Overseas Call Centers Bombard People They Target for Fraud | #philippines | #philippinesscams | #lovescams


Last year, the Securities and Exchange Commission sued an online entertainment and streaming company called Vuuzle and its founder, Ronald Flynn, for orchestrating a $14 million fraudulent stock scheme. Flynn, an American citizen, is charged with running a boiler room operation. His workers were mostly in the Philippines; he monitored his sales employees for their English pronunciation, according to court filings.

Technology has made boiler room sales easier in other ways. “Now they’re armed with additional information before they make the call,” Borg says. As noted, they can mine the dark web, the internet or social media for nearly anything there is to know about a person. Crooks can precisely target their desired demographic, placing ads on social media visible only to those who they think are vulnerable to their scam, picking their age range, political views or location. Just like any company that does online advertising, they know who clicked on what link, what they are passionate about. They find customers who are already primed for their pitches.

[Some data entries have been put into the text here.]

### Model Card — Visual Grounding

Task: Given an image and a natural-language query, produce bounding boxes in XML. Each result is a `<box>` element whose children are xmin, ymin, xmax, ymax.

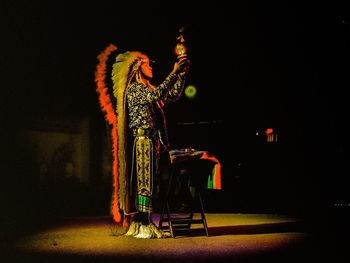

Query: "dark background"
<box><xmin>0</xmin><ymin>1</ymin><xmax>350</xmax><ymax>238</ymax></box>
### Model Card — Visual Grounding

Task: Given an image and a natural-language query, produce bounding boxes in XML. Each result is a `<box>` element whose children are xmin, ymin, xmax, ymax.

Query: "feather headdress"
<box><xmin>112</xmin><ymin>51</ymin><xmax>144</xmax><ymax>218</ymax></box>
<box><xmin>95</xmin><ymin>44</ymin><xmax>144</xmax><ymax>223</ymax></box>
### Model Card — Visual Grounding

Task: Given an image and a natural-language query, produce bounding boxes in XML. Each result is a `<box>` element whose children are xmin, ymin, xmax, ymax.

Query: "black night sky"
<box><xmin>0</xmin><ymin>0</ymin><xmax>350</xmax><ymax>234</ymax></box>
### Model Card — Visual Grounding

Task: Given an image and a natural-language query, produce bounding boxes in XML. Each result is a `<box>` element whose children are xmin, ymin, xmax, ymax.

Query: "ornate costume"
<box><xmin>96</xmin><ymin>45</ymin><xmax>185</xmax><ymax>238</ymax></box>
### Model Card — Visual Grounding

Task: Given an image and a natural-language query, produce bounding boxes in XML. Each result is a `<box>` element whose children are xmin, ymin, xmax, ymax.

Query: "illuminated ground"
<box><xmin>2</xmin><ymin>213</ymin><xmax>336</xmax><ymax>262</ymax></box>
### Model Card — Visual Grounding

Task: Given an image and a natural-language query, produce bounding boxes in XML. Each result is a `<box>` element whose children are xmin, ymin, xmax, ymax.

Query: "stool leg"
<box><xmin>198</xmin><ymin>191</ymin><xmax>209</xmax><ymax>236</ymax></box>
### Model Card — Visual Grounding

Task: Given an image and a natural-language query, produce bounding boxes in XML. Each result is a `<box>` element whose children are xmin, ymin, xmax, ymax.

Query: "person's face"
<box><xmin>141</xmin><ymin>56</ymin><xmax>153</xmax><ymax>79</ymax></box>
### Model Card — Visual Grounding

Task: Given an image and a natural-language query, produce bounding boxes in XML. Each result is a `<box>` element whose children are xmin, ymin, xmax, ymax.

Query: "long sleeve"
<box><xmin>127</xmin><ymin>74</ymin><xmax>184</xmax><ymax>130</ymax></box>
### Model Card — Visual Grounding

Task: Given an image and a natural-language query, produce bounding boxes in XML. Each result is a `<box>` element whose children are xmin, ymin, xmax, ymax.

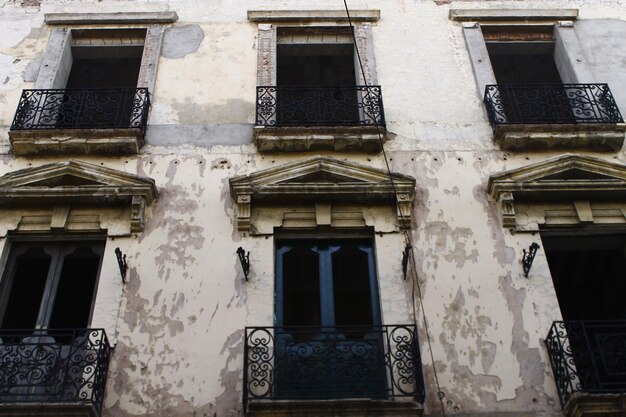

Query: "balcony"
<box><xmin>243</xmin><ymin>325</ymin><xmax>424</xmax><ymax>417</ymax></box>
<box><xmin>0</xmin><ymin>329</ymin><xmax>109</xmax><ymax>417</ymax></box>
<box><xmin>254</xmin><ymin>85</ymin><xmax>387</xmax><ymax>152</ymax></box>
<box><xmin>484</xmin><ymin>84</ymin><xmax>626</xmax><ymax>151</ymax></box>
<box><xmin>546</xmin><ymin>320</ymin><xmax>626</xmax><ymax>417</ymax></box>
<box><xmin>9</xmin><ymin>88</ymin><xmax>150</xmax><ymax>155</ymax></box>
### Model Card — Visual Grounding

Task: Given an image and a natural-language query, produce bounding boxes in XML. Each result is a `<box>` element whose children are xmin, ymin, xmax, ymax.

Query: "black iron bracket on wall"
<box><xmin>237</xmin><ymin>246</ymin><xmax>250</xmax><ymax>281</ymax></box>
<box><xmin>522</xmin><ymin>242</ymin><xmax>539</xmax><ymax>278</ymax></box>
<box><xmin>402</xmin><ymin>244</ymin><xmax>413</xmax><ymax>281</ymax></box>
<box><xmin>115</xmin><ymin>248</ymin><xmax>128</xmax><ymax>284</ymax></box>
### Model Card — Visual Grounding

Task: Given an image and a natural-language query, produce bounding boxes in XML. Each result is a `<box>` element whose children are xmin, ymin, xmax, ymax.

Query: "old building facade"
<box><xmin>0</xmin><ymin>0</ymin><xmax>626</xmax><ymax>417</ymax></box>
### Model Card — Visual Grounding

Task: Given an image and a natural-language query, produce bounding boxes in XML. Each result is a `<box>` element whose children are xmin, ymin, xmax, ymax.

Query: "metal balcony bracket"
<box><xmin>522</xmin><ymin>242</ymin><xmax>539</xmax><ymax>278</ymax></box>
<box><xmin>402</xmin><ymin>243</ymin><xmax>413</xmax><ymax>281</ymax></box>
<box><xmin>237</xmin><ymin>246</ymin><xmax>250</xmax><ymax>281</ymax></box>
<box><xmin>115</xmin><ymin>248</ymin><xmax>128</xmax><ymax>284</ymax></box>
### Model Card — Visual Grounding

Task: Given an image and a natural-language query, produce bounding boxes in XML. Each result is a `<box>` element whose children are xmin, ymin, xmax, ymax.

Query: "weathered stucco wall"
<box><xmin>0</xmin><ymin>0</ymin><xmax>626</xmax><ymax>417</ymax></box>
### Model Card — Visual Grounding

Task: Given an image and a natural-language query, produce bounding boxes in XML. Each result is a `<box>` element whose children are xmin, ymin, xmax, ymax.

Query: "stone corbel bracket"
<box><xmin>0</xmin><ymin>160</ymin><xmax>157</xmax><ymax>233</ymax></box>
<box><xmin>229</xmin><ymin>156</ymin><xmax>415</xmax><ymax>232</ymax></box>
<box><xmin>487</xmin><ymin>154</ymin><xmax>626</xmax><ymax>228</ymax></box>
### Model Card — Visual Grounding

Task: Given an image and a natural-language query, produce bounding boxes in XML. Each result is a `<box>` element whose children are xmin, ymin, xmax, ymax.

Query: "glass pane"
<box><xmin>282</xmin><ymin>244</ymin><xmax>321</xmax><ymax>326</ymax></box>
<box><xmin>2</xmin><ymin>247</ymin><xmax>51</xmax><ymax>329</ymax></box>
<box><xmin>48</xmin><ymin>246</ymin><xmax>100</xmax><ymax>329</ymax></box>
<box><xmin>332</xmin><ymin>243</ymin><xmax>373</xmax><ymax>326</ymax></box>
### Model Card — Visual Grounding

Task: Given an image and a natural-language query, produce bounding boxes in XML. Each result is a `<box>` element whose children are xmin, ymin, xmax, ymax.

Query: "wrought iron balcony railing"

And that pitch can come at any time. “We’ve moved to an age where we have emails, and that allows you to drop a fraud request into somebody’s inbox from anywhere in the world, 24/7,” says Greg Ruppert, executive vice president of the Financial Industry Regulatory Authority (FINRA). Thanks to cellphones, scammers can reach you any place at almost any time. “The access that criminals now have to you in terms of time is pretty much unlimited.”

When a boiler room crook actually gets through to a potential customer, that employee usually reads from a script prepared by his or her superiors. It can be very detailed, or it can be more of a set of talking points. The scripts might include quotes about the stock markets or politics from legitimate news sources, although often taken out of context.

“Usually, they would change the script about every week or two, because there were always new headlines,” says the former​ Metals.com scammer.

The more sophisticated operations have two tiers of salespeople: the “openers,” or “fronters,” and the “closers.” The opener will make the initial call; once a potential client is hooked and the opener has established that he or she is good for the money, the client is transferred to the closer, someone with more experience who conveys a sense of authority.

Openers are usually plucked straight out of college or from a different sales background. In the past, they would be recruited through newspaper job ads; now it’s through mainstream online job boards. “You just hire them to read scripts and handle telephone calls,” says Steve Baker, investigator at the Better Business Bureau and former official at the Federal Trade Commission. They might not even know what the scam is. “[The higher-ups] keep them isolated from the operations part of it,” Baker adds.